In-Process Fuzzing With Frida

October 24, 2019
frida exploiting fuzzing reverse-engineering

In a previous post I’ve already covered Frida and its instrumentation abilities. But check this out: You can also use Frida to perform fuzzing. What’s even greater is that Frida allows in-process fuzzing.

Why would you want to do this? There may be various reasons, but the most outstanding one for me is building a fuzzing harness for closed source applications and libraries. Just take Counter Strike GO as an example:

If you want to fuzz the map loading routines with maximum speed, you’d (ideally) want to create a minimized environment that only performs the map loading. Now the CS:GO client is a graphical application that performs all kinds of stuff when being launched and it’s not scriptable to an extent that allows efficient fuzzing. To avoid executing all this code that’s not even related to map loading, a fuzzing harness is required. A great example of such a harness for CS:GO can be found here - the harness consists of a custom wrapper and some patches.

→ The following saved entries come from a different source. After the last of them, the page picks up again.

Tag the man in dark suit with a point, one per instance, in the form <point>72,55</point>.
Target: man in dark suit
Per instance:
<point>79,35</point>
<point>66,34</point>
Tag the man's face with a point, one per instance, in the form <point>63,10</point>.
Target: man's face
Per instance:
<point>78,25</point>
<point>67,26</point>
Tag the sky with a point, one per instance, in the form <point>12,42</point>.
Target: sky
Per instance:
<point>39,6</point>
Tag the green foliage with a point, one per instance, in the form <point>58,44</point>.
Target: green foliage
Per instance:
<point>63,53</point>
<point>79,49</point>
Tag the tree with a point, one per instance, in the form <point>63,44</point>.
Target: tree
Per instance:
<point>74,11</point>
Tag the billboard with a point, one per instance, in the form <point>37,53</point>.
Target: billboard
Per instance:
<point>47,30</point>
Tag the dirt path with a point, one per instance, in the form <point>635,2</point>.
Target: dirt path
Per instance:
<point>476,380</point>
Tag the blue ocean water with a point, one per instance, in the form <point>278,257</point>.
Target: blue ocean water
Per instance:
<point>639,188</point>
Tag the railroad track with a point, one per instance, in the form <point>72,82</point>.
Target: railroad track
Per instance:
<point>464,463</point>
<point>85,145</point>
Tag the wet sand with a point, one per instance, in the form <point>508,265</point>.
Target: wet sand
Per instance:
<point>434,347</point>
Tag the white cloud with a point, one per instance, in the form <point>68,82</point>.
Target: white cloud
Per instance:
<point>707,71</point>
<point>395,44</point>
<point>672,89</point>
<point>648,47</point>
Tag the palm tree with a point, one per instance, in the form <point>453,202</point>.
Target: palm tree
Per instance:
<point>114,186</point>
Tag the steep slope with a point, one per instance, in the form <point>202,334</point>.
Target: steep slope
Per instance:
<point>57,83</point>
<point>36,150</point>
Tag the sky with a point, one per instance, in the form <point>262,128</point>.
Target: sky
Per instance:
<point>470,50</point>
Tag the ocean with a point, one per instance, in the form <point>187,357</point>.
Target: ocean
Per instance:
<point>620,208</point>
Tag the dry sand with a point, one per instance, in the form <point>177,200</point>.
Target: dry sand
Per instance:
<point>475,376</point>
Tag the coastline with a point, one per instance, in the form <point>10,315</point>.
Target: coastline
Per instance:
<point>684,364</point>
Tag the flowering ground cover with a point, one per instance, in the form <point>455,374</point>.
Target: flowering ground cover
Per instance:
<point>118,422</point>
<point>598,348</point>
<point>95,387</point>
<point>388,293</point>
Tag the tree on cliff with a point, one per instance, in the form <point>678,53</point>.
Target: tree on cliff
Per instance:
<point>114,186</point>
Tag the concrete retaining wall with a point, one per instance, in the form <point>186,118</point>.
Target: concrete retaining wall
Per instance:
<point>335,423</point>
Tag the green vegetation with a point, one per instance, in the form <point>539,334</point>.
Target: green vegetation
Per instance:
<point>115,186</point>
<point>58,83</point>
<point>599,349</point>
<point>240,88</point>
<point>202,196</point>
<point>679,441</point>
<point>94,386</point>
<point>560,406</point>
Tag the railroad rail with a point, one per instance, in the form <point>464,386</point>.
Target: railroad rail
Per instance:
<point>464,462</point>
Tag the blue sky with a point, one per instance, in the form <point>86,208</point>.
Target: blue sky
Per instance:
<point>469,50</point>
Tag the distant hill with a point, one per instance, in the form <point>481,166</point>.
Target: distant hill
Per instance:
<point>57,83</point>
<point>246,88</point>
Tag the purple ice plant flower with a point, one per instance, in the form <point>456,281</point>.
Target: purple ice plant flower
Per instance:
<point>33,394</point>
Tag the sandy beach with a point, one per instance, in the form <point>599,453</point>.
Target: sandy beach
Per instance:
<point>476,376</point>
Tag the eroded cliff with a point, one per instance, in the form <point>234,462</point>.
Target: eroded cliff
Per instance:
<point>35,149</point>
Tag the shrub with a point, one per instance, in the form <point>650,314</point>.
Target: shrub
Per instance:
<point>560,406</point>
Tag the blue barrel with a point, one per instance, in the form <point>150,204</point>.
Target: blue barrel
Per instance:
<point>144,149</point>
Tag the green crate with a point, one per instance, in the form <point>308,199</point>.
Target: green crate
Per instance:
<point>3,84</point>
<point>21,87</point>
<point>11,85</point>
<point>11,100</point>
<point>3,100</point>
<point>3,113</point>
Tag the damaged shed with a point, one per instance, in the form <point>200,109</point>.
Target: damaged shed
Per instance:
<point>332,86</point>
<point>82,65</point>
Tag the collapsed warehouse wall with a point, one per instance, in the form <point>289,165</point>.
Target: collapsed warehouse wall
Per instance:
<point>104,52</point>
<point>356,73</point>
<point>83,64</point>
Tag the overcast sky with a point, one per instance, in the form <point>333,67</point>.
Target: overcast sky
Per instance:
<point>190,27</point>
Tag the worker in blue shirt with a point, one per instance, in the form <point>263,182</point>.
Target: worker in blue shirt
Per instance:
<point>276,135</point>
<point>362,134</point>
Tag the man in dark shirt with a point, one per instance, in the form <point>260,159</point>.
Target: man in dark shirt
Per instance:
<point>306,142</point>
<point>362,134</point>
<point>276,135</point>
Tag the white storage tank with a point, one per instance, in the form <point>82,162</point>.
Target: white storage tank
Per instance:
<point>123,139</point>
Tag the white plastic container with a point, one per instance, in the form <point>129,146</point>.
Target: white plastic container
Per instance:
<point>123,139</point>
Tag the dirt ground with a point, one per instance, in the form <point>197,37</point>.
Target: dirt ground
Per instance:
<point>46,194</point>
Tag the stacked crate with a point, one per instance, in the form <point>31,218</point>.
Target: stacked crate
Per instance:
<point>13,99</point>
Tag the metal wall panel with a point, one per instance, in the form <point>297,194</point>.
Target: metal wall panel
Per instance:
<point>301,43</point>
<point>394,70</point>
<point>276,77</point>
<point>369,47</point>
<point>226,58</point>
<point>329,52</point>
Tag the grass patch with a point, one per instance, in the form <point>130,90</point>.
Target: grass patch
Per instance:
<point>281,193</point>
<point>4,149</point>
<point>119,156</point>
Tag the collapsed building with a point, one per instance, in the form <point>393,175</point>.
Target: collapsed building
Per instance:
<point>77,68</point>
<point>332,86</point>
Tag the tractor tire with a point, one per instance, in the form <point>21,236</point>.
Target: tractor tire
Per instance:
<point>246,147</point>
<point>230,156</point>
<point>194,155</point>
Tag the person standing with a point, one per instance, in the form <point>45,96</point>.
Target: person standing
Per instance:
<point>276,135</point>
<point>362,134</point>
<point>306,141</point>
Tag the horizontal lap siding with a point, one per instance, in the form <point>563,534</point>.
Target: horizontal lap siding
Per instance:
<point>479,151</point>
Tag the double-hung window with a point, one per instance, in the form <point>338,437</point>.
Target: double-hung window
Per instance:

This of course allows very specific fuzzing at a great speed, but also requires quite some effort to pull of. An approach that might be easier to pull involves using Frida and in-process fuzzing. This, of course, comes with a much higher fuzzing performance impact compared to the native approach.

OK HOW?

Let’s Consider this very sophisticated fuzzing target:

#include <stdio.h>
#include <stdlib.h>
#include <string.h>

void lol(char *b)
{
    char buffer[1337];
    strcpy(buffer, b);
}

int main(int argc, char **argv)
{
    lol(argv[1]);
}

Yes, the vulnerability is obvious and yes, you can find it using simple reverse engineering but I don’t want to build a better PoC just for people to stop complaining, okay? :)

The idea is to inject some code into the target process and use it to perform the fuzzing directly in the process as soon as the target function would be called regularly. This causes the target to execute all setup routines for us, up to the point where the harness would also hand over the work to the fuzzer. The target function will then be called in an infinite loop, with some optional cleanup in between, while mutating the input. This mutation can also happen directly in memory, if applicable.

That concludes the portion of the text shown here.